With more people now online searching for information pertaining to COVID-19, it’s clear content is vital in helping citizens get through the current crisis, too. Hill noted the organisation’s COVID-19 information page is now the most looked at page in the history of its website.

“People are coming to us to engage, and because they want information about health, grants or support packages. That’s really good. But we also have support content, helping people through what is a really difficult time,” he said. “Again, we never could have got that information out before if we were just in mainstream media channels. It’s important we stay engage with them.”

Top-line metrics of success include building the city of Adelaide’s following, and demonstrating engagement. ROI figures include 16 per cent growth in Facebook fans, the ability to centralise more than 20 social media properties onto a single platform, scaling the number of contributors from two to 15, and overall, optimising social content service delivery for stakeholders and citizens.

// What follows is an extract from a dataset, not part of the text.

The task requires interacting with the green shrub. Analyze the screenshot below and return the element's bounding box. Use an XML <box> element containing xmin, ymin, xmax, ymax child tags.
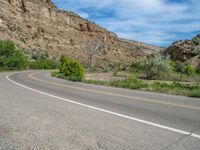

“What’s a lot more important is if content is resonating and meaningful,” Hill said. Such insights are also starting to be fed back into strategic plans as it’s a key way of understanding what the community is looking for, expecting and wanting the council to invest in.

“Having internal dashboards that show what things are resonating with the community is a fact-based research insight that’s live,” he said.  

As for next steps, Hill said he’s keen for his team to push boundaries. “I’m not definitive on what the next things will be other than deep, rich engaging content,” he said.

“I firmly believe we are a content aggregator and distributor. We have a million more great stories to all about this city, I want us to tell them with passion, and to be authentic.

“Telling that with purpose and passion will create more jobs for us, encourage more people to live here, encourage people to come and visit and explore Adelaide… it will put us on the map.”